Recherche imprévue d’une chambre
Le jour est en train de tomber lorsque nous nous mettons en quête d’une chambre. Sans nous poser de questions, nous partons directement vers le quartier où nous avons passé tous nos précédents séjours. Mais en cette heure tardive d’un dimanche soir et comme nous nous y attendions, tous les hôtels affichent complet. Nous en dégotons malgré tout une dans un établissement luxueux, au cas où, mais poursuivons tout de même notre recherche un peu plus loin. Et dire que j’aurai pu en réserver une à notre convenance, tranquillement, il y a seulement quelques jours ! La nuit est en train de tomber lorsque nous en trouvons enfin une à un prix satisfaisant dans un petit établissement référencé dans le Guide du Routard ! Nous la prenons sans aucune hésitation. Après quelques manipulations du jeune réceptionniste sur son ordinateur, nous pourrons même la garder le temps de notre séjour dans la capitale. Délivrés d’un poids, nous retournons chercher nos bagages chez Rodolphe, à un kilomètre de là. Il semble soulagé qu’on ait trouvé quelque part où dormir. Nous nous quittons en nous promettant d’aller diner ensemble.
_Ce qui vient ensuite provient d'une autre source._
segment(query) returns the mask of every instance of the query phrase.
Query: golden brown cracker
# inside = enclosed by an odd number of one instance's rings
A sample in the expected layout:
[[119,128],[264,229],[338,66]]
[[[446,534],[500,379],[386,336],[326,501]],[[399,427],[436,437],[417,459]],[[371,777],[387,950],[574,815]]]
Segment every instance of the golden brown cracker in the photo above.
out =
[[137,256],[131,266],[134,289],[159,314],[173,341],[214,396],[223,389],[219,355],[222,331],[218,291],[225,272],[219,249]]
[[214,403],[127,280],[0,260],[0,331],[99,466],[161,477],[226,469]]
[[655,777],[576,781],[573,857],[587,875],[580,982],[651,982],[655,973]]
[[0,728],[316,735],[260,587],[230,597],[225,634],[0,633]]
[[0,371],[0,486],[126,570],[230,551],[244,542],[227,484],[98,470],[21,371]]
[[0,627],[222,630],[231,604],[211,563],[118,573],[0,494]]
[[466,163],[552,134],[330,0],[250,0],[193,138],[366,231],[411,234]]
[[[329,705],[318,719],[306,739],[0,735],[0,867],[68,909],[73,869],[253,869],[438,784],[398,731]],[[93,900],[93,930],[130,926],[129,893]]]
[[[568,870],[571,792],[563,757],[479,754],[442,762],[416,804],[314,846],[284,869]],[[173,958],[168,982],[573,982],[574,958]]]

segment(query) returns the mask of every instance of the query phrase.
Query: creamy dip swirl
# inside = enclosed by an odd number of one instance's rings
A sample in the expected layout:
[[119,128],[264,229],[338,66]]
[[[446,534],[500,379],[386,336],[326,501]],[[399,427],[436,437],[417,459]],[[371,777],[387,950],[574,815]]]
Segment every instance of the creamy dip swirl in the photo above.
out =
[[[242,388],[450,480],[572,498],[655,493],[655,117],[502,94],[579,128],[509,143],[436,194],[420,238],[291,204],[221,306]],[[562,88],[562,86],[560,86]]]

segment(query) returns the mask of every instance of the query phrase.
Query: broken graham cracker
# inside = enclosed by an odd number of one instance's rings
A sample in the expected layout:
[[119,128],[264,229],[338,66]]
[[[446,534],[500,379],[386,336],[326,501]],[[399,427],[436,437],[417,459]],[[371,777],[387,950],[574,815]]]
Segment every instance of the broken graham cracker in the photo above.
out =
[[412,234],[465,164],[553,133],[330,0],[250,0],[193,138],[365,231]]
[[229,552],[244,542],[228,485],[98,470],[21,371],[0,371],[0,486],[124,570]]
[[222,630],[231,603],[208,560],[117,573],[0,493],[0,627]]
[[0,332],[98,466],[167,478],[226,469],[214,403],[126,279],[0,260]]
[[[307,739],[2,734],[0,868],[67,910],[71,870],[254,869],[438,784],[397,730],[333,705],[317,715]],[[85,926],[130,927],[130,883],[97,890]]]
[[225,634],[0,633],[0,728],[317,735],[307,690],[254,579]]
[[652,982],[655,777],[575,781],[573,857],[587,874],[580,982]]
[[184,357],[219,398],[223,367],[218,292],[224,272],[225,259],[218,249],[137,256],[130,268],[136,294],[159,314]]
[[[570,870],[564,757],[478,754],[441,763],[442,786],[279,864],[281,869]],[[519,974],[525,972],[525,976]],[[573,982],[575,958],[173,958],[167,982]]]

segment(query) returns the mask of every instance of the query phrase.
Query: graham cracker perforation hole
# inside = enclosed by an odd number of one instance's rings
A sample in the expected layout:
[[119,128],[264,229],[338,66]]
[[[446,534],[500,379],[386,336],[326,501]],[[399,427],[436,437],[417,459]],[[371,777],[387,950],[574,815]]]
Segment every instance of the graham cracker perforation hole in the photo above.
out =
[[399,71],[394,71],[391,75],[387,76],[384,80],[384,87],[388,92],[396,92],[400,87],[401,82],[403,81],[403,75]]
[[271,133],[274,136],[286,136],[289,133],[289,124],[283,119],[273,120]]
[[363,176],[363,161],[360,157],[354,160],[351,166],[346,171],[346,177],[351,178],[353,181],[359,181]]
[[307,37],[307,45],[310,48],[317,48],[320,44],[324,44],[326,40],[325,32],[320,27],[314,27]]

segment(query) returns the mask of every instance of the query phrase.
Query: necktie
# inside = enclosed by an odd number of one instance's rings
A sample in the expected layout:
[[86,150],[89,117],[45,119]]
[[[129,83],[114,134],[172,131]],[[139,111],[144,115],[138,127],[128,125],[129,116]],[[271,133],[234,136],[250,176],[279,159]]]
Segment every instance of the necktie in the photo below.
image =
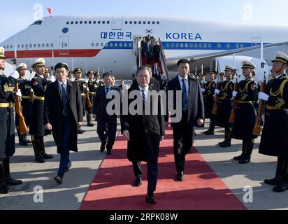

Après la douche, nous partons en quête d’un endroit pour souper. Sans aucune hésitation, nous prenons la direction du quartier animé que nous connaissons bien pour y avoir passé toutes les soirées de nos séjours précédents. Mais là, nouvelle déception ! Le bistrot où nous avons vécu tant de bons moments n’existe plus et a été remplacé par une anonyme gargote engluée dans un alignement de restaurants et de bars à la mode sans charme. Les sonos trop fortes et les rabatteurs finissent de nous convaincre de fuir, d’autant plus que la bière pression locale Bia Hoiqu’on offrait par tournée semble avoir totalement disparu. Nous la dénichons pourtant, à l’écart de la foule, mais pas très loin tout de même, servie sur les tables d’un petit bar de rue. Nous nous précipitons sur les deux chaises basses en plastiques encore libres ! Pour le montant dérisoire de 1,50 euro, nous nous en offrons deux grands verres chacun. Rançon d’un incroyable succès : le restaurant d’une des meilleures soupes que nous ayons jamais mangées reste dorénavant fermé le soir et ne sert plus que le matin. Nous nous rabattons donc, un peu à contrecœur, dans un autre lieu, lui aussi de notre connaissance, mais à la cuisine plus banale. Décidément, quand ça va mal, tout va vraiment mal ! Sitôt le repas fini, nous regagnons nos pénates. À dire vrai, nous avons hâte que cette journée pas comme les autres se termine enfin. Heureusement, la vidéo d’Octave faisant du vélo tout seul, sans roulettes, qu’on reçoit avant de nous coucher nous remet du baume au cœur. Il nous fallait bien ça !…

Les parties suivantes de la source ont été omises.